If you were to guess the amount of tonnage of trash in the sea, we bet that you'd be off by a couple of millions. That's right, millions with an "M". You may think that you can estimate the trash based on what you see at the beach, but researchers say that the calculation is a bit more complex than what the average guesser might think.
In a new study published this week in the journal Science, researchers for the first time quantified exactly how much garbage flows into the world's oceans each and every year. The bad news: in 2010 when the researchers began their study, eight million tons of plastic trash ended up in the oceans thanks to coastal countries, far outweighing current estimates of "garbage patches" floating in open waters. Even worse: without serious changes in garbage management over the next decade, the tonnage may increase tenfold putting millions more in the open oceans.
As opposed to early methods of estimating ocean debris by way of sample counts of plastic floating on the surface of oceans, the new study sought out the major sources of the plastic debris and found the top 20 offenders when it comes to consumption and pollution of ocean-bound trash. Think you know what countries made the list? Well, while it might not surprise you that some of the worst polluters come from developing nations in the far East, it might surprise you that the United States, as a large and wealth consumer, ranked 20th on the list. The others include Brazil, five African nations, Turkey and 11 other Asian countries.
"What we have done is look at the other side of the equation-what's coming out of the faucet, rather than what's already in the bathtub" coauthor of the study and oceanographer with the Sea Education Association, Kara Lavender Law says. "The size of the discrepancy is huge-20 to 2,000 times more than the range of estimates of floating debris."

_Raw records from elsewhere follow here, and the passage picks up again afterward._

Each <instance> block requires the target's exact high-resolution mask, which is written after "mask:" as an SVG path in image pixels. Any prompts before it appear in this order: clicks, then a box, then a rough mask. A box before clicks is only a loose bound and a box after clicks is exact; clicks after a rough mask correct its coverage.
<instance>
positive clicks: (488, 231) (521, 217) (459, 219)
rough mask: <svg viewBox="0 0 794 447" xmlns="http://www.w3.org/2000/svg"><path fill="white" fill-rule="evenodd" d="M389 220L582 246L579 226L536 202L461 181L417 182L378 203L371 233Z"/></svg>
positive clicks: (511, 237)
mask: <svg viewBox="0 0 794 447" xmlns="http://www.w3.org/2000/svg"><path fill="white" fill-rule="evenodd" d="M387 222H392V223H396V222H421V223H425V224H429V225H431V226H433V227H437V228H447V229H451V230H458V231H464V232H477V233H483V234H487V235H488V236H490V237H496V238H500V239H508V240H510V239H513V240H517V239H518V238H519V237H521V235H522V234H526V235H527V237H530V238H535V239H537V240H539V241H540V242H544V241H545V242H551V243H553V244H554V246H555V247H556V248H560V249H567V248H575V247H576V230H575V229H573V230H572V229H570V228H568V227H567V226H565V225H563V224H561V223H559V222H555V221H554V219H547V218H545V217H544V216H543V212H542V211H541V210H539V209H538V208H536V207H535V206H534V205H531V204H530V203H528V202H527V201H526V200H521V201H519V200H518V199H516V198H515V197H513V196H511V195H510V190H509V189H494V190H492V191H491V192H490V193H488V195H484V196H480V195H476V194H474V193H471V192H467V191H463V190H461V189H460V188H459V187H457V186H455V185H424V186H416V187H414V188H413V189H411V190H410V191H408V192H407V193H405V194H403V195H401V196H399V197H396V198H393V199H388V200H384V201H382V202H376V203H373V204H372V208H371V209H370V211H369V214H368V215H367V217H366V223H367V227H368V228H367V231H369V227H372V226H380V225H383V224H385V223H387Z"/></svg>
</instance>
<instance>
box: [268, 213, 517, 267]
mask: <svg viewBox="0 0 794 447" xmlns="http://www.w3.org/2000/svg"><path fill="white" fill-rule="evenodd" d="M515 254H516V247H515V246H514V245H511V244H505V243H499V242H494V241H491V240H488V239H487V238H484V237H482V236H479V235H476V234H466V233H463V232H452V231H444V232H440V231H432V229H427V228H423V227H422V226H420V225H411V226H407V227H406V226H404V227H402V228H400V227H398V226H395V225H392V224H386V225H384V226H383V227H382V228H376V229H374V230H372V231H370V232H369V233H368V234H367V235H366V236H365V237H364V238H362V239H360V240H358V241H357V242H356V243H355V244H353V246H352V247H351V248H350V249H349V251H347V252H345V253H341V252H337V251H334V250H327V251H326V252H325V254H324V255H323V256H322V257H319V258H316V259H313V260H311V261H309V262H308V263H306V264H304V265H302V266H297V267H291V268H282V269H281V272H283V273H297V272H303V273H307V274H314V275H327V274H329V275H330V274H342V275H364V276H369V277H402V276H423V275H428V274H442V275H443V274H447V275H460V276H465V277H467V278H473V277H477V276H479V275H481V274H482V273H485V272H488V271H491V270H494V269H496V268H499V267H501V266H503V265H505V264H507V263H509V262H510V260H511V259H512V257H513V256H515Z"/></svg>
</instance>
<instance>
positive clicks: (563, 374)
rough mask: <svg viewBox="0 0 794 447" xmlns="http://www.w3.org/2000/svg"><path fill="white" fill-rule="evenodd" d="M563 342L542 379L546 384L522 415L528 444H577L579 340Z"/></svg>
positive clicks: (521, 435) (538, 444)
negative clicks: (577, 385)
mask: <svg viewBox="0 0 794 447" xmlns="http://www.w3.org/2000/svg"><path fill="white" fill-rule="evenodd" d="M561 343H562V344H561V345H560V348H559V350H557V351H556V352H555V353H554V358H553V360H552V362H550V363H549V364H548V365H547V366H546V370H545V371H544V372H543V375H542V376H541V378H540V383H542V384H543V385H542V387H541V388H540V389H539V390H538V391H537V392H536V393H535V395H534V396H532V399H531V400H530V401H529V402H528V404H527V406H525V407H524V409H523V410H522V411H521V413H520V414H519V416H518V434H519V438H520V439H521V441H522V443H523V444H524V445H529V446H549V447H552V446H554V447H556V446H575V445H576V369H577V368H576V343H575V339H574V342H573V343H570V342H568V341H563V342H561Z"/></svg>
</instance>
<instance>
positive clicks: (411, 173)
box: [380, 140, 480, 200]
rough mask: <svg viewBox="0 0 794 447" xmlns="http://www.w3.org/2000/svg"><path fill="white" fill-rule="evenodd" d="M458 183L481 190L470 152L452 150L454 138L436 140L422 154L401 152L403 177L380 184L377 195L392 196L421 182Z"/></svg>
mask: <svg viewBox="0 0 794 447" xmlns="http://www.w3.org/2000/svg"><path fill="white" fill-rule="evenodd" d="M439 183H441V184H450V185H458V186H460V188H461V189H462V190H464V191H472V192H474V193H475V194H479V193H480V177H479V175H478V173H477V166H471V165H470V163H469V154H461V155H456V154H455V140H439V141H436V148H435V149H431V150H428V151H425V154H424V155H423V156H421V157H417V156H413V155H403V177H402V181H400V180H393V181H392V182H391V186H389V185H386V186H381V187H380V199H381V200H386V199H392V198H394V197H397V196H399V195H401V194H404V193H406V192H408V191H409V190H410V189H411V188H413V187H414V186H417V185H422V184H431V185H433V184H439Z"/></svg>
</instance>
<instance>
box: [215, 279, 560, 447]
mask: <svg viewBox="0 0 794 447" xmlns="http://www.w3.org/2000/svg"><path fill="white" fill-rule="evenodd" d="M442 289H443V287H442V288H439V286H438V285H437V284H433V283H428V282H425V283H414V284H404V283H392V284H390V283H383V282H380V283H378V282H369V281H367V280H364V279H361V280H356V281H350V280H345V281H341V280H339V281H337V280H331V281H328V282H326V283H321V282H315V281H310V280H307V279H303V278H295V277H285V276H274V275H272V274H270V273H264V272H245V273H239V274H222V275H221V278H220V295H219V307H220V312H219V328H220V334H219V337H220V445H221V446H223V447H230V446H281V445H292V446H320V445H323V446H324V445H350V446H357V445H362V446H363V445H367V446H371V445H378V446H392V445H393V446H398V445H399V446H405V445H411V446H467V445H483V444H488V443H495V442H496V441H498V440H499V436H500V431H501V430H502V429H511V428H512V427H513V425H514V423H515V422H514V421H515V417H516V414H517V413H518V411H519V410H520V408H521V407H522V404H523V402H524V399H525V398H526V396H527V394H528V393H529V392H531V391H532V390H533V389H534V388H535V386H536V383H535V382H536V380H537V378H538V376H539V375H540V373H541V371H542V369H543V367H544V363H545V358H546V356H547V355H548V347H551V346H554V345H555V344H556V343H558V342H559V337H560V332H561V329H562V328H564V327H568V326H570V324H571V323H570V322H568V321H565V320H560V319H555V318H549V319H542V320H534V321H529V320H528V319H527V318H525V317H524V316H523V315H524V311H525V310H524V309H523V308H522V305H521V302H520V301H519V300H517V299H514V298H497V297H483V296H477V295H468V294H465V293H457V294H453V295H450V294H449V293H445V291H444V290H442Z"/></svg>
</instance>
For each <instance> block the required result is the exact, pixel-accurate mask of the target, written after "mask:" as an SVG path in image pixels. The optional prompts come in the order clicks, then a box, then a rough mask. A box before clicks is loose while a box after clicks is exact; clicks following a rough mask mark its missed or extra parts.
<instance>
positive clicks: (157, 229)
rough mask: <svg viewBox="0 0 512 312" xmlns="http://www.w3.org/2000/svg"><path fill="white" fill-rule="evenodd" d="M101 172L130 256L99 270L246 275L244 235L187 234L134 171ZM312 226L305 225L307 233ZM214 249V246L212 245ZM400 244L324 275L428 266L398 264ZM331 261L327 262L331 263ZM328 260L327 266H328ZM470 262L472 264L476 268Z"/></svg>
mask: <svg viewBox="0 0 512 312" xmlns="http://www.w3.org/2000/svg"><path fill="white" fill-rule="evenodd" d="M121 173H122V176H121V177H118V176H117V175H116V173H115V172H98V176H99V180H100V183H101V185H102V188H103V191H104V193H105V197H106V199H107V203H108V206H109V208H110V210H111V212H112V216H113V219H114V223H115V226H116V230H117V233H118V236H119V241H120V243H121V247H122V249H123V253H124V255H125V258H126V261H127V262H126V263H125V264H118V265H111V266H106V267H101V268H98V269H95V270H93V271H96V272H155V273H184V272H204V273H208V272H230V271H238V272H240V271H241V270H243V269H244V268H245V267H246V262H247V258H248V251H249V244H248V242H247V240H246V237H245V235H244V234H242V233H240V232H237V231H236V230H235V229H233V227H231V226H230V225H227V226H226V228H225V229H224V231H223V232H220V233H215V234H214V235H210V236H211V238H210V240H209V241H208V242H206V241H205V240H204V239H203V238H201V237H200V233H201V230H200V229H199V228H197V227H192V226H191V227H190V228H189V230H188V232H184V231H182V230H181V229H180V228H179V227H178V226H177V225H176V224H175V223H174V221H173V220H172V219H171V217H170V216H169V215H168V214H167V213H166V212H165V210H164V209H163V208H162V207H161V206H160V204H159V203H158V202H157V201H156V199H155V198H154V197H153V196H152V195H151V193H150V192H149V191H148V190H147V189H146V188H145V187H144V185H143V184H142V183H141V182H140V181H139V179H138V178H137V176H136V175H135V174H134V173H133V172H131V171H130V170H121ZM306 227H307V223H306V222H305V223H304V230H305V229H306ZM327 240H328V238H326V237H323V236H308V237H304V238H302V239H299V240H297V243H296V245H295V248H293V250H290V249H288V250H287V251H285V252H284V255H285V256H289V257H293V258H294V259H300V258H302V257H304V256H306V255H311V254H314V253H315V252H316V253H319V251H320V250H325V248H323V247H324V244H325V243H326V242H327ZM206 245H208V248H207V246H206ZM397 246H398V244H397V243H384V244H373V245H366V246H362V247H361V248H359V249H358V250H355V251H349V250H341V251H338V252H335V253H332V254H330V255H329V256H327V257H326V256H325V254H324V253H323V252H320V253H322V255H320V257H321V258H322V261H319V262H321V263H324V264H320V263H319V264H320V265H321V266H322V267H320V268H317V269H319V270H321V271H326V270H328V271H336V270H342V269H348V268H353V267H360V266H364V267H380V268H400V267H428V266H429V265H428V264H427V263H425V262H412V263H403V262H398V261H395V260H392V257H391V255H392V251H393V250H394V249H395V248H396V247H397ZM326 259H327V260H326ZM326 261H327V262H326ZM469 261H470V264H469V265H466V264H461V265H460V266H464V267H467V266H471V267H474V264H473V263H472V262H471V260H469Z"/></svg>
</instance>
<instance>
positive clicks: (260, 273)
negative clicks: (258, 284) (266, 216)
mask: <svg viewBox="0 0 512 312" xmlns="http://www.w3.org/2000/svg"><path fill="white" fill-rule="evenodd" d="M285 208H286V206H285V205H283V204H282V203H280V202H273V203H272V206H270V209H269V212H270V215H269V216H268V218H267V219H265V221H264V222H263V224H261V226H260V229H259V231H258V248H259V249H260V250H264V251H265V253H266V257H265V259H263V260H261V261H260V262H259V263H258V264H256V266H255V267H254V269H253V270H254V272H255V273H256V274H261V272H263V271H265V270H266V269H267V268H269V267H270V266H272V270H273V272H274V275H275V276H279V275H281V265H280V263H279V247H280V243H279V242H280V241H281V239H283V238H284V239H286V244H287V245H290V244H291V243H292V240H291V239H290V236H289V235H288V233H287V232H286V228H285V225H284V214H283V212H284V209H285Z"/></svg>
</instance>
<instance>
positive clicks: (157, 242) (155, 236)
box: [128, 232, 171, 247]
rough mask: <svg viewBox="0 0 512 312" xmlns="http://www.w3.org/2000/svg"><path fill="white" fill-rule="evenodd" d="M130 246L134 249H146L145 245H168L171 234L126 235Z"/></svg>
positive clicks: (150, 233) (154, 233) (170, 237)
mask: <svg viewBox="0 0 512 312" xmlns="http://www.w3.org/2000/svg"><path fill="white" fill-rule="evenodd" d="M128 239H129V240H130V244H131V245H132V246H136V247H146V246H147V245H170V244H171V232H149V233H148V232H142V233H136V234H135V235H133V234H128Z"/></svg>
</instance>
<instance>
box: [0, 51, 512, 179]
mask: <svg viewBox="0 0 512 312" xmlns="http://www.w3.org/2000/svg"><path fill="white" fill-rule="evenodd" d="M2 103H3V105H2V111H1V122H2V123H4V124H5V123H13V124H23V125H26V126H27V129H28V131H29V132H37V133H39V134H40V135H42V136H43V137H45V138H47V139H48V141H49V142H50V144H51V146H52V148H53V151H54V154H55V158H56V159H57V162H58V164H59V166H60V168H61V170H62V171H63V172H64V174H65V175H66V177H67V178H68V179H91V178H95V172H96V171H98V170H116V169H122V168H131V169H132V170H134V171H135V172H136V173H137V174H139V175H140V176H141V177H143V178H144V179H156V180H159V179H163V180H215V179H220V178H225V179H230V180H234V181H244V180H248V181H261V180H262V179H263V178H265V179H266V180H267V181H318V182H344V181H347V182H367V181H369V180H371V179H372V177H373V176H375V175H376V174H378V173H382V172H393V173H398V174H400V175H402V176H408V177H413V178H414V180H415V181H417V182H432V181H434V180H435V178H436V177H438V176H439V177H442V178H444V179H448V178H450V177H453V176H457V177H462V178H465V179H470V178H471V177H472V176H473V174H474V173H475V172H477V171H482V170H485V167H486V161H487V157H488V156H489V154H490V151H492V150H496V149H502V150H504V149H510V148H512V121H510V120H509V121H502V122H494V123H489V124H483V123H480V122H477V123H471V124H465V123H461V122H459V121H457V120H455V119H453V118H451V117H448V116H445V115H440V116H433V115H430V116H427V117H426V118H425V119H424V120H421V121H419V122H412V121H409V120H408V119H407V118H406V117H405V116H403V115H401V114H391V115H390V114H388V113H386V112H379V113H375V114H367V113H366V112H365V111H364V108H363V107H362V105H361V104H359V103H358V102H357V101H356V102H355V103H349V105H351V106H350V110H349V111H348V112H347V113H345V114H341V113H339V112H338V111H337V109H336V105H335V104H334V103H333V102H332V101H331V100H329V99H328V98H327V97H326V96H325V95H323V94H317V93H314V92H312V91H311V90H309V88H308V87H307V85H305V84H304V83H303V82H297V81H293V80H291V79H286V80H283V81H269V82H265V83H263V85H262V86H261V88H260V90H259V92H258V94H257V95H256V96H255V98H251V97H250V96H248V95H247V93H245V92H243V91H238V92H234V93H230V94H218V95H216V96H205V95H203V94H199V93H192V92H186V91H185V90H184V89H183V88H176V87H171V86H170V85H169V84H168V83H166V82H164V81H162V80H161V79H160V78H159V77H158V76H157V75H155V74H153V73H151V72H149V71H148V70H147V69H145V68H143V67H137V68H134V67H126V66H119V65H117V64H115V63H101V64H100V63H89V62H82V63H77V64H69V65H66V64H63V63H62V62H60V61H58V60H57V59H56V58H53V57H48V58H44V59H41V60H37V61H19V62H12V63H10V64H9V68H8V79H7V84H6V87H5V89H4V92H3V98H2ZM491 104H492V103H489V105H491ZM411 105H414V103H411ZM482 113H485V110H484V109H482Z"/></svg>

"That is pretty shocking, especially when you consider that the amount going into the ocean in a single year and what we're counting in the oceans has been going up for 50 years."
And the models the researchers created reveal an even more terrifyingly trashy future, estimating that by 2025 nearly 155 million tons of plastic trash a year may reach oceans if garbage management practices do not change.
Can you fathom the trash?
Think that you know what eight million tons of plastic trash looks like? To put it into a context that everyone can understand, lead author of the study, Jenna Dambeck says that the insurmountable garbage heap is like lining up five grocery bags, filled with trash, side-by-side along every foot of coastline around the globe. And that's a whole lot of trash.